After another week in the intensive care unit at the hospital, she was finally able to go home. What she didn’t expect was that weeks later when she was due to deliver her daughter, Luna. She would test positive for COVID-19 — again. 

“I was pretty vulnerable, just with everything we've been through and the recovery that I've gone through. And I just couldn't believe, I just didn't feel like it was fair,” she said. 

The hospital staff gave Markley two choices: go home and come back a few days later to be retested, or deliver then and be separated from the baby after birth. 

“I definitely didn't want that,” she said. She wanted to go home and come back for a second test, but since she was scheduled for an induction and the process began before her test results came back positive, she was already too far along to go back. 

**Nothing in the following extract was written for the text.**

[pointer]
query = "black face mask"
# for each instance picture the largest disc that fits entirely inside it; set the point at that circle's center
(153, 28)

Ultimately, a doctor decided that she would be able to take Luna home. That doctor told Markley that the test was probably incorrect and that it was unlikely she had contracted the virus a second time. She wore gloves and a mask for her delivery and throughout her hospital stay when she interacted with the baby. 

“It was not the birth that I would have wanted for myself and my little daughter. They put her on my chest for a little while, like just for a very short amount of time,” she said. “With my son, I was able to like have that golden hour with him. He was able to latch on by himself just have those sweet bonding moments together. And I didn't get that with our little girl, and that was really hard. It was really hard, but I also understood it was for her safety, if for whatever reason I was contagious, I wouldn't want to pass that to her.”

What we know about COVID-19 and pregnancy risks has changed

In late June, the CDC revised its position on risk to pregnant women after a report found that they are 5.4 times more likely to be hospitalized with COVID-19, 1.5 times more likely to be admitted to the intensive care unit, and 1.7 times more likely to need mechanical ventilation. Latinx and Black pregnant women were found to be disproportionately affected. 

The lack of data on how COVID-19 affects pregnancy and birth led to policies that were made out of an abundance of caution.

“There was no research, there was no information on how this was affecting people that gave birth and their newborns,” said Karla Gonzales Garcia, policy director for the Colorado Organization for Latina Opportunity and Reproductive Rights. “So everything was just reactionary.”

Today, Colorado hospitals focus on a shared decision-making model, where the doctor and mother discuss the options and make a decision together. 

“Certainly if we're in the situation where mom is quite ill, we want to take that into consideration as well,” said Dr. Allison Gilliland, nursery director at Good Samaritan Medical Center. “And again, talk to her about what are her goals, what are her values, what is important to her? What is she feeling that she's able to do and not able to do? And truly wanting to give the parents a voice.”

Garcia said she would have done whatever was necessary to keep her boys safe, but she’s frustrated that her experience was so different from some other mothers who’ve given birth during the pandemic. 

“I understand the hospital has policies and yes, they were trying their best to help us out,” she said. “But it's like, it came to a certain point where it was like, I feel like they could have done more for us and they didn't.”